Saturday, July 13, 2019

Quote of the Day

Your home electrical system is basically a bunch of wires that bring electricity into your home and take if back out before it has a chance to kill you. This is called a "circuit". The most common home electrical problem is when the circuit is broken by a "circuit breaker"; this causes the electricity to back up in one of the wires until it bursts out of an outlet in the form of sparks, which can damage your carpet. The best way to avoid broken circuits is to change your fuses regularly.

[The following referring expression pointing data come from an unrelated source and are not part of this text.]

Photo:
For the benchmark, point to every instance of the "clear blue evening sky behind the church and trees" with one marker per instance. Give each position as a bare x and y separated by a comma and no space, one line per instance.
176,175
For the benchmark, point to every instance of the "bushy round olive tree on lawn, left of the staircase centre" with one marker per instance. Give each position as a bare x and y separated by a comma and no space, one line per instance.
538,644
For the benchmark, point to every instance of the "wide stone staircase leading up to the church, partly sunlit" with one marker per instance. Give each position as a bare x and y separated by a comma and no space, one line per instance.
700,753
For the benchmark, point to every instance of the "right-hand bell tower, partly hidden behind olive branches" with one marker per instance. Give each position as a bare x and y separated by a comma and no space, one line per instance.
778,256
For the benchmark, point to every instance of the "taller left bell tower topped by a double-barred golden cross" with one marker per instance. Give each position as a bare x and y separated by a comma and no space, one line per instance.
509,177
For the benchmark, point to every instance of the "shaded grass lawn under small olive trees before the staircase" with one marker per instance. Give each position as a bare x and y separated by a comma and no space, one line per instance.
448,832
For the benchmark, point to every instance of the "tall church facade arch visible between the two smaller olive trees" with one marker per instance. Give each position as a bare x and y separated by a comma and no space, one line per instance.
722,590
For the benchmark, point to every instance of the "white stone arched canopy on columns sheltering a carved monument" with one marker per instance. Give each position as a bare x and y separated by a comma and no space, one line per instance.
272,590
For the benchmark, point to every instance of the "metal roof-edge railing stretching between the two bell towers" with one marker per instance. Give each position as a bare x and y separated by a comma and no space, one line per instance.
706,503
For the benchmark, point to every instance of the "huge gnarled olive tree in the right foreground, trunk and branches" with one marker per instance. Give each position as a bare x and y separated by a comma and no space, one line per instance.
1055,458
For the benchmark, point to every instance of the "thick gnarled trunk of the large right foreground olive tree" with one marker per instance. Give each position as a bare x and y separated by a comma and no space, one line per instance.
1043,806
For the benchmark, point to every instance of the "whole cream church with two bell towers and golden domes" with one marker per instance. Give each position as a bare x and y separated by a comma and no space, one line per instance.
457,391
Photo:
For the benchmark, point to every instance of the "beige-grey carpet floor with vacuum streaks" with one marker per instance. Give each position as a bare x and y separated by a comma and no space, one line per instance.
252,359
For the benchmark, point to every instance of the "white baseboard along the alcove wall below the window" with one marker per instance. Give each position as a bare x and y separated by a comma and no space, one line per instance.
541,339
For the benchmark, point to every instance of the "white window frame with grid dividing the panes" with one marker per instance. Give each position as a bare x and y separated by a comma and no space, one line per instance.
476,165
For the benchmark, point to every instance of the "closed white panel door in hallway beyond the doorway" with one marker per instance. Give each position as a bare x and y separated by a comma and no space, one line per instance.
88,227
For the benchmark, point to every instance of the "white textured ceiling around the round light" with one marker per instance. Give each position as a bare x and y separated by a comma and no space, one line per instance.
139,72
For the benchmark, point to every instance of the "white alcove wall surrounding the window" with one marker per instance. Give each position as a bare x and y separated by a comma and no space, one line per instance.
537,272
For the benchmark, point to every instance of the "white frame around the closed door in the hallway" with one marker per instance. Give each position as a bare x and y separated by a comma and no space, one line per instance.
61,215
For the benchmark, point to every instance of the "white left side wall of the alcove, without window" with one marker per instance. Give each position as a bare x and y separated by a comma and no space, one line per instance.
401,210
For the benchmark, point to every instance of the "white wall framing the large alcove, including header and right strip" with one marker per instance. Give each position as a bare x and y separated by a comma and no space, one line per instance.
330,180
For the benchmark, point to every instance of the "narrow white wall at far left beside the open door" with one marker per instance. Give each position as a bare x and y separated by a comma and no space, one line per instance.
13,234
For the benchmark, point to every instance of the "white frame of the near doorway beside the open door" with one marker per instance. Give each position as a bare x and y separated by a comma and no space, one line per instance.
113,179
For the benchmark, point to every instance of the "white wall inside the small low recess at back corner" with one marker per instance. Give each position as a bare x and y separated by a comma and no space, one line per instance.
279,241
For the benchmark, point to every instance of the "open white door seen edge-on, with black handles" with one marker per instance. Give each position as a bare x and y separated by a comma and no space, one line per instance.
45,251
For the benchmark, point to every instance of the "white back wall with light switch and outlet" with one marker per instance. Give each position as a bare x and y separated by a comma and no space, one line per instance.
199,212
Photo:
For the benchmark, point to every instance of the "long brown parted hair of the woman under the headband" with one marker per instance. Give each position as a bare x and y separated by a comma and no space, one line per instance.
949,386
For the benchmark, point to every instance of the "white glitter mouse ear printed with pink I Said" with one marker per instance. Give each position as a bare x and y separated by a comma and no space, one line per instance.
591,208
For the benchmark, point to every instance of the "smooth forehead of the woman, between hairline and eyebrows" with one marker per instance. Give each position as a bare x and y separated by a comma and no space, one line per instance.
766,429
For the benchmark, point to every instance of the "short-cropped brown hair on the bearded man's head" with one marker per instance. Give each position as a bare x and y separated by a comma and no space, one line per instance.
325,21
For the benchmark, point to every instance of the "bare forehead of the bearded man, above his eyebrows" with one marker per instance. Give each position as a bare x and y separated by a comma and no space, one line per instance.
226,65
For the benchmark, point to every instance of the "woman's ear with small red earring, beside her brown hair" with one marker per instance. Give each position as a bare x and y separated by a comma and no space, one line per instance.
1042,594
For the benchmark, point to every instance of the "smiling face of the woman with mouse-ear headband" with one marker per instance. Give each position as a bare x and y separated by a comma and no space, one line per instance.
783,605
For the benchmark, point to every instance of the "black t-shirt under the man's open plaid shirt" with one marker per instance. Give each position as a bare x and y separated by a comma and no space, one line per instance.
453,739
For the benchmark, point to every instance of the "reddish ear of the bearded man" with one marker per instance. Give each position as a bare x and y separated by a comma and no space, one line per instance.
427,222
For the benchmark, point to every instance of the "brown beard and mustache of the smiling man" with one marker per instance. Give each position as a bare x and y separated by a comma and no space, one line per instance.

Another common problem is that the lights flicker. This sometimes means that your electrical system is inadequate, but more often it means that your home is possessed by demons, in which case you'll need to get a caulking gun and some caulking. If you're not sure whether your house is possessed, see
The Amityville Horror, a fine documentary film based on an actual book. Or call in a licensed electrician, who is trained to spot the signs of demonic possession, such as blood coming down the stairs, enormous cats on the dinette table, etc.
-- Dave Barry (The Taming of the Screw)

Friday, July 12, 2019

Quote of the Day

Instead of school busing and prayer in schools, which are both controversial, why not a joint solution? Prayer in buses. Just drive these kids around all day and let them pray their fuckn' empty little heads off.
-- George Carlin (Brain Droppings)

Thursday, July 11, 2019

Quote of the Day

The basic tool for the manipulation of reality is the manipulation of words. If you can control the meaning of words, you can control the people who must use the words.
-- Philip K. Dick

Wednesday, July 10, 2019

Quote of the Day

I wonder if other dogs think poodles are members of a weird religious cult.
-- Rita Rudner

Tuesday, July 09, 2019

Quote of the Day

My doctor says that I have a malformed public-duty gland and a natural deficiency in moral fibre, and that I am therefore excused from saving Universes.
-- Douglas Adams

Monday, July 08, 2019

Quote of the Day

At first I thought, if I were Superman, a perfect secret identity would be "Clark Kent, Dentist," because you could save money on tooth X-rays. But then I thought, if a patient said, "How's my back tooth?" and you just looked at it with your X-ray vision and said, "Oh it's okay," then the patient would probably say, "Aren't you going to take an X-ray, stupid?" and you'd say, "Aw fuck you, get outta here," and then he probably wouldn't even pay his bill.
-- Jack Handey

Sunday, July 07, 2019

Quote of the Day

The music business is a cruel and shallow money trench, a long plastic hallway where thieves and pimps run free, and good men die like dogs. There's also a negative side.
-- Hunter S. Thompson

Saturday, July 06, 2019

Quote of the Day

They do say, Mrs Miggins, that verbal insults hurt more than physical pain. They are of course wrong, as you will soon discover when I stick this toasting fork in your head.
-- Edmund Blackadder, Esq. (Blackadder the Third)

Friday, July 05, 2019

Quote of the Day

I think the mistake a lot of us make is thinking the state-appointed shrink is our friend.
-- Jack Handey

Thursday, July 04, 2019

Quote of the Day

I have to admit I have a monkey on my back. It represents my crippling addiction to monkeys.
-- Stephen Colbert (via Twitter)

Wednesday, July 03, 2019

Quote of the Day

Ambition is like a frog sitting on a Venus Flytrap. The flytrap can bite and bite, but it won't bother the frog because it only has little tiny plant teeth. But some other stuff could happen and it could be like ambition.
-- Jack Handey

Tuesday, July 02, 2019

Quote of the Day

Great job, everyone. The reception will be held in each of our individual houses, alone.
-- Ron Swanson

Monday, July 01, 2019

Quote of the Day

When the going gets weird, the weird turn pro.